State v. Drury, 2599

Decision Date25 March 1974
Docket NumberNo. 2599,2599
Citation110 Ariz. 447,520 P.2d 495
PartiesThe STATE of Arizona, Appellee, v. James E. DRURY, Appellant.
CourtArizona Supreme Court

Gary K. Nelson, Atty. Gen., Phoenix by Howard L. Fell, Asst. Atty. Gen., Tucson, for appellee.

Lieberthal & Kashman by Howard A. Kashman, Tucson, for appellant.

CAMERON, Vice Chief Justice.

This is an appeal from a judgment of the court, sitting without a jury, finding the defendant James E. Drury guilty of second degree murder (§§ 13--451, 13--452 A.R.S.), and from a sentence of not less than thirty nor more than forty years (§ 13--453 A.R.S.) in the Arizona State Prison.

We are called upon to answer the following questions on appeal:

1. Was the defendant's waiver of a jury trial, based on the prosecutor's promise not to seek the death penalty, voluntarily and intelligently made when the death penalty was ruled unconstitutional by the United States Supreme Court shortly after the trial?

2. Was the defendant's ex-wife competent to testify?

3. Did the testimony of the defendant's ex-wife violate the defendant's marital privilege against disclosure of confidential communications?

4. Did the trial court err in finding that the defendant's inculpatory statement to the sheriff's deputies was voluntary and admissible in evidence?

5. Was the testimony of one Dr. Cleary concerning the defendant's sanity improperly allowed where the doctor's opinion was based in part on tests and conclusions of other experts?

6. Was the evidence sufficient to establish the corpus delicti?

7. Does the evidence support a conviction for second degree murder?

8. Is the sentence excessive?

The facts necessary for a determination of the issues before us are as follows. In March 1970, the defendant James Drury and his wife Joyce (Mrs. Barr at the time of trial) were convicted in Freestone County, Texas, for theft and forgery, respectively. They were given 'bench paroles' on condition that they leave Texas and not return to that State for a period of two years. In April 1970, defendant, his wife and their children arrived in Tucson, Arizona, and stayed at the Salvation Army Hospitality House in that city until the defendant secured a job and was able to move his family into a trailer. While at the Hospitality House the Drury's made the acquaintance of one Hoskins Foster.

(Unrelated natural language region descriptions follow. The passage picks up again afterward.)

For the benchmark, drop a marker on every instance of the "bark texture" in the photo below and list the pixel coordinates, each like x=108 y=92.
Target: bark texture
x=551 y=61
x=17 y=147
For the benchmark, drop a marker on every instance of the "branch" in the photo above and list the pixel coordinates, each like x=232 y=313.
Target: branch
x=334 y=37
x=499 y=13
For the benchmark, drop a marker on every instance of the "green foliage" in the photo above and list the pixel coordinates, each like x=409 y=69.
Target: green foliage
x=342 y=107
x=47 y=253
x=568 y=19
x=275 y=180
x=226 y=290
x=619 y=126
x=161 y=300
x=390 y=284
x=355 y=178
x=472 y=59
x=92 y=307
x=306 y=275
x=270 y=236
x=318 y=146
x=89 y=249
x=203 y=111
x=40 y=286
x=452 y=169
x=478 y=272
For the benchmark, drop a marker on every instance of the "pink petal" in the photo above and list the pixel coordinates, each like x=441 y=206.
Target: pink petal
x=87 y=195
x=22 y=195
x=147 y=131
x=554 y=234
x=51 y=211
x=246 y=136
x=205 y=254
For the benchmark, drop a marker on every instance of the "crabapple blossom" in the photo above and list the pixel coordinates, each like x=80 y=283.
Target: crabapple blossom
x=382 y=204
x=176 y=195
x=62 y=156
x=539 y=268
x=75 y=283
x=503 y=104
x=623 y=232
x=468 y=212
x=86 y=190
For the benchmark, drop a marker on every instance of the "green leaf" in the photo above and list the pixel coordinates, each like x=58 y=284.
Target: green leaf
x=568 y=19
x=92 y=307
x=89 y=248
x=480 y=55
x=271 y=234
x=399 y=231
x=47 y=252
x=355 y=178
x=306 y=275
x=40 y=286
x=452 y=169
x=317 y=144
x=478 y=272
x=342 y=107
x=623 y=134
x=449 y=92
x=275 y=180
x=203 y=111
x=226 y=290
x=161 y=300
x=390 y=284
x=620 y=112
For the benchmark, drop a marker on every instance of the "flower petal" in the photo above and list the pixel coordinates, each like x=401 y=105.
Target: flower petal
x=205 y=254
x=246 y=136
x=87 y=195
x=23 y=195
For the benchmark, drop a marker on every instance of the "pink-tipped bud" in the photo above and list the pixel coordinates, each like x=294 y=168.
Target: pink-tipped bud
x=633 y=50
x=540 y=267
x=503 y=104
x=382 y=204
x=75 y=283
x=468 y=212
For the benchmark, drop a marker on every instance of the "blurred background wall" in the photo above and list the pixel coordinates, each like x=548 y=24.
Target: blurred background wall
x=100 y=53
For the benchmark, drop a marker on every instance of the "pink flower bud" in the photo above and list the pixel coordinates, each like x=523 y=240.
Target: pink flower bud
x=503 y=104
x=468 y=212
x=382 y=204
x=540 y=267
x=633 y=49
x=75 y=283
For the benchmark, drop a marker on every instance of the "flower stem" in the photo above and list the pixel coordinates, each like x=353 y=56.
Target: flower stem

On 10 May 1970, between 10:00 and 11:00 a.m., Hoskins Foster drove to the Drury residence, got the defendant out of bed, and the two started drinking beer. The defendant and Foster left the trailer for a short time, and when they returned, continued to drink. About 2:00 p.m. the defendant told his wife to go to his place of employment to pick up a check. When she returned about 1 1/2 hours later she found the beaten and bloody body of Foster lying on a hide-away bed. The body was stripped of clothing and covered with a sheet, a blanket, and a towel. At her husband's direction, Mrs. Drury placed the body into a sleeping bag, dragged it out of the trailer and placed it into the trunk of Foster's car. The defendant then loaded his family into the car and started driving on Interstate 10 in the direction of Phoenix. Enroute the defendant stopped the car and dropped Foster's body in the desert near the Ina Road exit off Interstate 10. He proceeded on to Phoenix where he was stopped and arrested for driving while intoxicated and for driving without a valid license.

On the following day, 11 May 1970, the body of Hoskins Foster was discovered by a passing motorist. An autopsy was performed and the cause of death determined to be suffocation due to aspiration of vomitus. Foster's blood alcohol level was fixed at .27.

Through its investigation authorities in Pima County came to suspect Drury in the beating of Foster. On 20 May 1970, deputies from the Pima County Sheriff's Department traveled to Phoenix to question Drury, who had been incarcerated in the Maricopa County Jail since his arrest ten days earlier. The defendant was advised of his Miranda rights after he answered a few preliminary questions concerning his age, schooling, etc. He waived his rights and then responded to further questions by the deputies. He stated that he and Foster had been drinking in the morning of 10 May, that after several hours of drinking a fight ensued, and that he had beaten Foster with a 2 3 board. He maintained, however, that Foster was still alive after the beating and that he stripped him of his clothes and placed him in the desert only to prevent him from going to the police.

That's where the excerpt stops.